← Back to Blog
Guides6 min read

Working with Xbox Achievements

Fetch achievement lists, track unlock progress, and display gamerscore in your app.

Achievements are core to the Xbox experience. Whether you're building a stats tracker, a completionist tool, or just want to show off rare unlocks, here's how to work with achievement data.

Fetching a Player's Achievements

To get achievements for a specific game, you need the player's XUID and the game's title ID:

curl -X GET "https://xbl.io/api/v2/achievements/player/XUID/TITLE_ID" \
  -H "X-Authorization: YOUR_API_KEY"

This returns every achievement in the game along with the player's progress. Unlocked achievements include the unlock date and time.

Finding Title IDs

Title IDs aren't always obvious. You can get them from the player's recent games list or search by game name. The recent titles endpoint is usually the easiest approach if you know what games someone plays.

Gamerscore Math

Each achievement has a gamerscore value. Standard achievements are usually 5-100 points. DLC achievements don't count toward the base game total but do add to the player's overall gamerscore.

The player profile endpoint returns total gamerscore directly, so you don't need to sum it yourself unless you're doing per-game breakdowns.

Rare Achievements

Xbox tracks achievement rarity as a percentage of players who've unlocked each one. This data is included in the achievements response.
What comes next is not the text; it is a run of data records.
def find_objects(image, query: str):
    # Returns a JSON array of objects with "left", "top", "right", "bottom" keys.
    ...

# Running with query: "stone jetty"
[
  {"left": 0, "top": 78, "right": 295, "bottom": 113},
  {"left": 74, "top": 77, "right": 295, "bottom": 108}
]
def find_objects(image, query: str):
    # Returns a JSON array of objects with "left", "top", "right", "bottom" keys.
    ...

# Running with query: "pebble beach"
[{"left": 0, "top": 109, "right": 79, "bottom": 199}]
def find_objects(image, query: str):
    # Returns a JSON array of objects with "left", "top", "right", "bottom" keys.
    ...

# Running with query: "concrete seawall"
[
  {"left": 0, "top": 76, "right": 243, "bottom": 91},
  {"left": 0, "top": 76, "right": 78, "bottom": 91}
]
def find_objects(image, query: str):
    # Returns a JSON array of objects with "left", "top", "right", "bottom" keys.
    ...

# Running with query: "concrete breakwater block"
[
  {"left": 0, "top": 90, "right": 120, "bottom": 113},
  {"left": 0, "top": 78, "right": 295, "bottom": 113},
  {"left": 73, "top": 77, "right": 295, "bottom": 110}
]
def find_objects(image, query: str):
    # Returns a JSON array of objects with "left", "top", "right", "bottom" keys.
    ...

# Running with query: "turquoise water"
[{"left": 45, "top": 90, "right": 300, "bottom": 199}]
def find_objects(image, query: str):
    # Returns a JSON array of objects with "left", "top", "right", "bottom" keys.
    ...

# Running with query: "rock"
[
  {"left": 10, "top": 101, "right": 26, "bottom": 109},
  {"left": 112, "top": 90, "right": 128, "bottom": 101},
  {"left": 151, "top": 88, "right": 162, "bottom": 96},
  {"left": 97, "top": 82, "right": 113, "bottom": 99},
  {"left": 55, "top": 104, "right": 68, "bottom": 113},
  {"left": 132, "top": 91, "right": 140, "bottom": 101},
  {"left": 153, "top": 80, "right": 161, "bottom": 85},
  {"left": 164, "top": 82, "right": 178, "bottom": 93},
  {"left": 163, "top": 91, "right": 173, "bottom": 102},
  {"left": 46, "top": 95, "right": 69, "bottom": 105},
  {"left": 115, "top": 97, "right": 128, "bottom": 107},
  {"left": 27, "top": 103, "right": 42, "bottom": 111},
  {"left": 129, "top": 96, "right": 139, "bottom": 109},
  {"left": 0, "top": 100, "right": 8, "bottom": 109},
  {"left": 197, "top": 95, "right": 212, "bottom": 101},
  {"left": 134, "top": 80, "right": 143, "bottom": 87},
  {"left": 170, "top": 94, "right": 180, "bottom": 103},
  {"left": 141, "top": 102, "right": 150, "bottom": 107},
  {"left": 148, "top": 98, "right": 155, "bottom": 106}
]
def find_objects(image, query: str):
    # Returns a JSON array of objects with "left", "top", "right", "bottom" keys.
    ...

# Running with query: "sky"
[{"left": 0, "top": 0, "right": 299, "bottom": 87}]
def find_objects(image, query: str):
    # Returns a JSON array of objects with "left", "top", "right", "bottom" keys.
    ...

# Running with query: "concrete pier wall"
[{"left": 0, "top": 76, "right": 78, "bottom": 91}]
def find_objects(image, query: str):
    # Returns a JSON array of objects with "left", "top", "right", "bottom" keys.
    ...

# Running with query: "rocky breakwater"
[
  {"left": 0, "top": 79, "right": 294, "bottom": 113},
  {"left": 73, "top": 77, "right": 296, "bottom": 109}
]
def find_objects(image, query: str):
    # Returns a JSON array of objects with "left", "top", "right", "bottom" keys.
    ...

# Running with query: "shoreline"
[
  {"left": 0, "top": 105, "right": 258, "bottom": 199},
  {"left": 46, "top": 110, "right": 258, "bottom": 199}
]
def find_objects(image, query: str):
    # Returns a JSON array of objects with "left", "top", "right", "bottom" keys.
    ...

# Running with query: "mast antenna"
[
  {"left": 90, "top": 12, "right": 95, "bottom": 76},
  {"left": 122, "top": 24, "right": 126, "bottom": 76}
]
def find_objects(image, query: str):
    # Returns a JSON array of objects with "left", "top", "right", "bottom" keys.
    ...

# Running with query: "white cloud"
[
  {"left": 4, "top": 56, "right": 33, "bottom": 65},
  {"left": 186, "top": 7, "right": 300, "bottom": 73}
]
Anything under 10% is considered rare, and under 1% is ultra rare.

Use this to highlight impressive unlocks or build leaderboards around rare achievement hunting.

Handling Large Achievement Lists

Some games have hundreds of achievements (looking at you, Halo MCC). The API paginates results automatically. Check for continuation tokens in the response and make follow-up requests as needed.